Christian Avollé a dirigé la police municipale de Val-de-Reuil pendant plus de vingt ans, jusqu’à sa retraite en 2014. Il a été fait chevalier de l’ordre national du Mérite par Pierre Joxe. Il a aussi reçu la médaille de la sécurité intérieure des mains de Bernard Cazeneuve pour avoir arrêté un braquage et sauvé la vie d’un enfant.
Il habite toujours à Val-de-Reuil. Dans la rue, on s’arrête pour le saluer. Beaucoup le tutoient, les jeunes l’appellent chef et viennent lui serrer la main.
Les gens vous saluaient aussi quand vous étiez en poste ?
Quand les jeunes m’interpellaient par mon prénom, ce n’était pas un manque de respect, mais une reconnaissance. Dire bonjour aux gens, ce n’est pas une faiblesse, c’est dire je suis la loi.
Ce n’est pas difficile d’habiter là où on travaille ?
C’est possible à Val-de-Reuil, mais c’est l’exception. On rentrait dans les familles, on était reconnu, respecté. Mais quand on vous reconnaît, vous êtes exposé. On peut être agressé.
À Val-de-Reuil c’était plus facile que dans la région parisienne ?

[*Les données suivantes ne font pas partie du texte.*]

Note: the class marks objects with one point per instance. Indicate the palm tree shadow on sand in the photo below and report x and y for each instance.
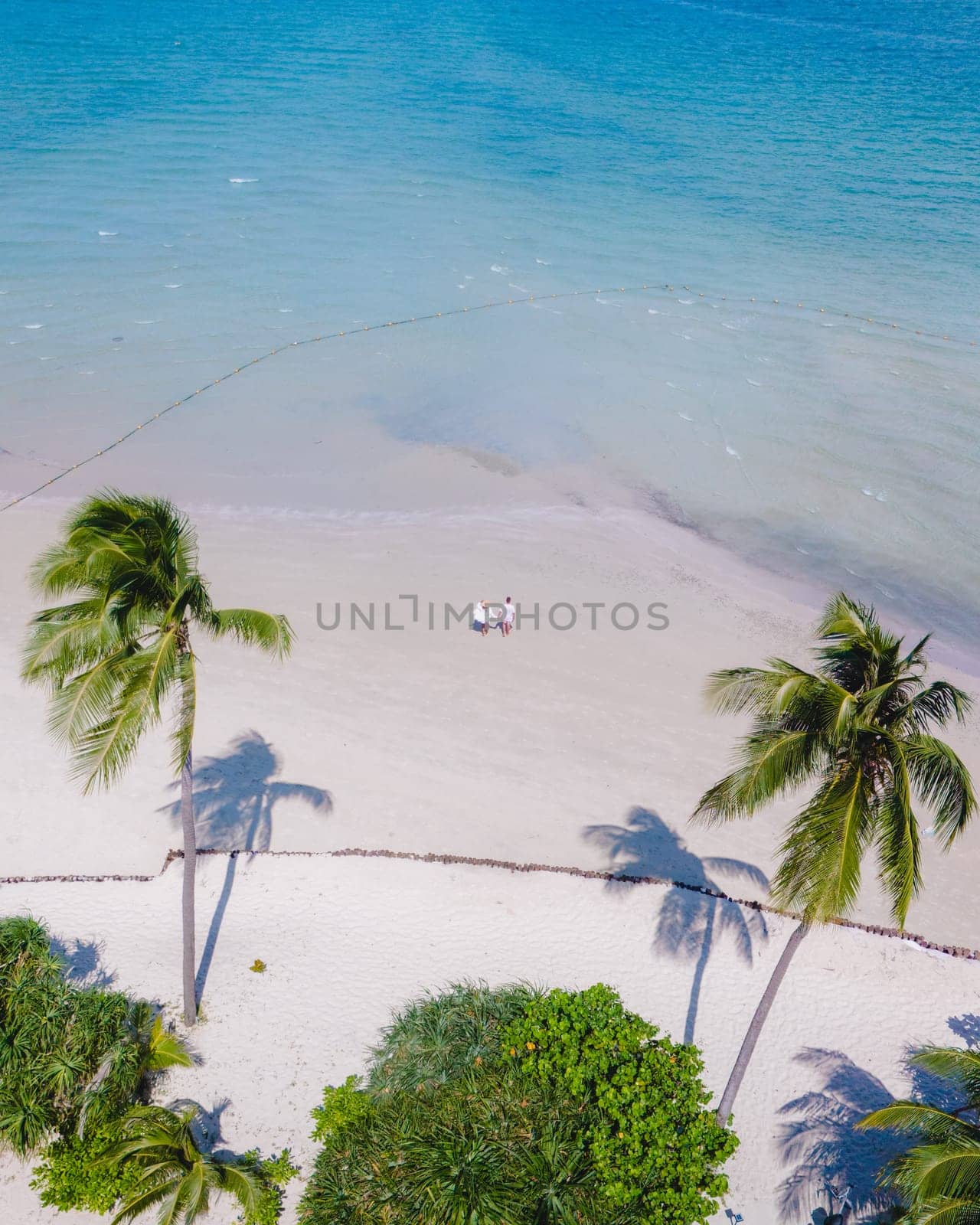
(234, 800)
(689, 924)
(820, 1139)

Il n’y a pas la haine de la police comme j’ai pu le voir dans de grandes villes. On ne nous a jamais tendu de traquenard. On patrouillait à deux, sur la dalle, dans les parkings et les halls d’immeuble. On peut mener des interpellations, s’il le faut en appelant des renforts, mais on n’est pas obligé de faire venir 50 policiers.
Quel est le rôle du policier municipal par rapport à la police nationale ?

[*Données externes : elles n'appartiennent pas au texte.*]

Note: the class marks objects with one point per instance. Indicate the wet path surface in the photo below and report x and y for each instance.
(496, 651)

Il travaille sur une commune, il a une bonne connaissance des personnes et des quartiers. C’est l’acteur de base de la répression en identifiant avec précision le degré occupé par tel ou tel individu dans la sphère de la délinquance.
Le terme « police de proximité » est fortement décrié aujourd’hui. Qu’en pensez-vous ?
Cela a été une erreur de la retirer. On avait des îlotiers qui fonctionnaient bien. Quand il y a eu les émeutes en 2005, la grande difficulté c’était d’identifier les auteurs. C’est un problème qu’on n’a pas eu à Val-de-Reuil. On était sur le terrain. On connaissait les jeunes, les gars le savaient.
Vous voudriez qu’on revienne à la police de proximité ?
Ce n’est pas la panacée. Un îlotier qui tourne en rond et qui va juste voir les commerçants, ça ne sert à rien. Cela fonctionne dans des secteurs apaisés. Il y a des quartiers où ce n’est pas possible. Les collègues mettraient leurs vies en danger.
On a reproché à la police de proximité de « jouer au foot avec les délinquants ».
C’était une demande des politiques. On a organisé des matchs à Val-de-Reuil, j’y ai participé. On ne jouait pas avec des délinquants, mais avec des jeunes. À partir du moment où ne mélangeait pas tout, ça fonctionnait. C’est pas parce que vous jouez au foot que vous allez fermer les yeux.
Et si un de ces jeunes tombait dans la délinquance ?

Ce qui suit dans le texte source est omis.